Puerto Rico's First LGBT Monument Honors Orlando Victims

San Juan mayor Carmen Yulín poses in front of the first LGBT monument in Puerto Rico

Puerto Rico has unveiled its first LGBT monument, which also serves as a memorial to the 49 victims of the June 12 massacre at Orlando’s Pulse nightclub. Most of the people killed were LGBT and Latino, and almost half the victims were of Puerto Rican descent. 

The monument, located in San Juan’s Third Millennium Park, is comprised of seven rectangular columns in rainbow colors, and sits at the entrance to the Sixto Escobar Stadium, reports Spanish-language outlet Noticel. At the base of the monument is a plaque highlighting the names of the 23 Puerto Rican victims killed in the massacre, with the additional 26 victims listed below.

Alongside the names, Spanish text reads:

“This tribute to life strengthens our commitment to fight hate — the product of homophobia — with love and respect. Our slogan resounds in all our hearts: Love is love, is love, is love…” 

The final phrase appears to be a reference to Puerto Rican playwright Lin-Manuel Miranda’s speech at the 2016 Tony Awards, just hours after the Pulse shooting, where the straight artist performed a powerful sonnet he had written for the victims of the massacre. 
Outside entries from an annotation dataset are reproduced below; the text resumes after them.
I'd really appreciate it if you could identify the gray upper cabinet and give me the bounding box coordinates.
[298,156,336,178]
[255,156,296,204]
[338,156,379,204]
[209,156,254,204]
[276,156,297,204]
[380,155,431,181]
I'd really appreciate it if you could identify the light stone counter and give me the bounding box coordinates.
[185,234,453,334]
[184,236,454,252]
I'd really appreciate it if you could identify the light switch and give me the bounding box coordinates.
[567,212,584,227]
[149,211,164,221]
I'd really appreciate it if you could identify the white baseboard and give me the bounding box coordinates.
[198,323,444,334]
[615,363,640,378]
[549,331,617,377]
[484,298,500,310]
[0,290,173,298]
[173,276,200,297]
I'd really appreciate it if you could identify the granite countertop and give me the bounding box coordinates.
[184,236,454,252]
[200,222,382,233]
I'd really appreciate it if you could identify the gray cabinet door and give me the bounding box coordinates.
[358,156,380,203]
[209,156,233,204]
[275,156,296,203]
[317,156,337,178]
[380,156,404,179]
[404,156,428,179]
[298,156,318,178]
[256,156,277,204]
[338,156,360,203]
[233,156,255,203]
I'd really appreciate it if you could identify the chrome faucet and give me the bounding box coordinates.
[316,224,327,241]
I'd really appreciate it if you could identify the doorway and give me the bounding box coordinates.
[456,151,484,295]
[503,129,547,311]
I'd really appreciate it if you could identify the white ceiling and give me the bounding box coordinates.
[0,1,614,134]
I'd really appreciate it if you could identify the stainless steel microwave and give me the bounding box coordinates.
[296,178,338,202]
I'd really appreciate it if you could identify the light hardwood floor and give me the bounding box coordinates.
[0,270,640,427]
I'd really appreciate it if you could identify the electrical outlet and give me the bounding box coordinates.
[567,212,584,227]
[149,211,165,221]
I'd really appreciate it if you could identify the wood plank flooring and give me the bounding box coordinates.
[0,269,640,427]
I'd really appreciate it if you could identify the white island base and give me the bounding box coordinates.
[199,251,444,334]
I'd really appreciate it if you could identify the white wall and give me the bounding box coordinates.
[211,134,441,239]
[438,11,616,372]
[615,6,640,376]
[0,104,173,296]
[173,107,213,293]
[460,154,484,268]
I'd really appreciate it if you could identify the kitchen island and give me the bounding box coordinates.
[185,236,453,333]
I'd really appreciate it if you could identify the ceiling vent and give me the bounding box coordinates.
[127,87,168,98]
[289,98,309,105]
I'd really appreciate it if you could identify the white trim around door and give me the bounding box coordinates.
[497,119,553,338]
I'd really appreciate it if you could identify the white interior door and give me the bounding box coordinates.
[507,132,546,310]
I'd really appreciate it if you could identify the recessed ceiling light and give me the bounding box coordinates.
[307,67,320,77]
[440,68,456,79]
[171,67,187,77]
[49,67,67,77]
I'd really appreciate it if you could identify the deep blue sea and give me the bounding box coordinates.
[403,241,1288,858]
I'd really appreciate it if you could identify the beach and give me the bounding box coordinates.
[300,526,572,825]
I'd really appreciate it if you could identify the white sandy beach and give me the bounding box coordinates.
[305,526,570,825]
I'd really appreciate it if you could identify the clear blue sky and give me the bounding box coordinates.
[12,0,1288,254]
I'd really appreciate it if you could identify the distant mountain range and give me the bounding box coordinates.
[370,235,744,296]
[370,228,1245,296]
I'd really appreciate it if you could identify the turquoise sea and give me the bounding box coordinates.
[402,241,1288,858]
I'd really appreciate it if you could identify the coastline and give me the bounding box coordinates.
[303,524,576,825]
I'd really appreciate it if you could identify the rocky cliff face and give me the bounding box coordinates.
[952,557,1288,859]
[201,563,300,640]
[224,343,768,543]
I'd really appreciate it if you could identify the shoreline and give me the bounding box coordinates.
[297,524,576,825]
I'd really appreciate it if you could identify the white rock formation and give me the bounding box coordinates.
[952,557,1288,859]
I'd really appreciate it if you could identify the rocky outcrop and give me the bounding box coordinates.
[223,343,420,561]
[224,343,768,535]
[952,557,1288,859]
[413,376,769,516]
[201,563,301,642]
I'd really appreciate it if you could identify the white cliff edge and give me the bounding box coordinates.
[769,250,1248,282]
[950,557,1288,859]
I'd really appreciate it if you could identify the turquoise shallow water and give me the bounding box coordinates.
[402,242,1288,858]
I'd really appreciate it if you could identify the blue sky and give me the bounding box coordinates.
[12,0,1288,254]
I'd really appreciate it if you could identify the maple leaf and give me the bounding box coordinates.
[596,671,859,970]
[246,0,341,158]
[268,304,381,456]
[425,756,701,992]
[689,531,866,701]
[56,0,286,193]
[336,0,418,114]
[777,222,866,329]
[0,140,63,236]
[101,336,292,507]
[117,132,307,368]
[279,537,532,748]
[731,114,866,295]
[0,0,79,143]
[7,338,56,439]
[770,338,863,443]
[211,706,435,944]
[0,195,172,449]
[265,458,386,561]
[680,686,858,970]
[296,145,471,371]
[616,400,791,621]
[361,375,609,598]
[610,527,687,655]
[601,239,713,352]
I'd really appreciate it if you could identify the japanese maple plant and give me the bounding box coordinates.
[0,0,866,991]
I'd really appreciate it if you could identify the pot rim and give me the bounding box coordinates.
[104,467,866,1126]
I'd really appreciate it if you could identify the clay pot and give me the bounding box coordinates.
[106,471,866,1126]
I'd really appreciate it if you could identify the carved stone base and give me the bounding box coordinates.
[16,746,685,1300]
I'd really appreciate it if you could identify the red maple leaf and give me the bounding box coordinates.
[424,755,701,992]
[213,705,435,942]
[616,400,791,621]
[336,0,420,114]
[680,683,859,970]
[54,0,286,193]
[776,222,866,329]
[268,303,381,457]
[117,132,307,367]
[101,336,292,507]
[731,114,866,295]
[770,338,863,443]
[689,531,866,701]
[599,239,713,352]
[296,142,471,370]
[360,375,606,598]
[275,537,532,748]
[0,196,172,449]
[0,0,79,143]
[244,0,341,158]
“Today, we celebrate life,” said San Juan mayor Carmen Yulín (pictured at top) in Spanish at the monument’s inauguration during the capital city’s Pride celebration on June 26. “We must work together to eradicate discrimination and homophobia. We must raise our voice for justice, and the equality of each of us who are human. We must aspire to to have a country where everyone is equal, and no one is judged for who they love.”  

The monument cost an estimated $9,000, funded by city taxpayers, Noticel reports. It was designed by Alberto de la Cruz. 

It was unveiled during the city’s well-attended LGBT Pride celebration, where thousands gathered to march and celebrate — and remember those lost in the Pulse shooting. According to international news agency EFE, Pride participants carried signs that read “We are not whole: 49 of us have been lost,” while others worked photos of the victims into their Pride attire.   

The monument’s dedication took place almost exactly one year after a federal judge in Puerto Rico first ruled in favor of marriage equality. Although an anti-equality judge in Puerto Rico tried to halt that ruling, a federal appeals court determined in April that the U.S. Supreme Court’s June 2015 decision in Obergefell v. Hodges, which brought marriage equality to all 50 states, was also binding in Puerto Rico, an unincorporated territory of the United States. 

CORRECTION: Due to a translation error, an earlier version of this article incorrectly identified the stadium where the monument sits: It is located outside San Juan's Sixto Escobar Stadium. The cost of the monument was $9,000, not $9 million, as originally indicated. The Advocate regrets these errors.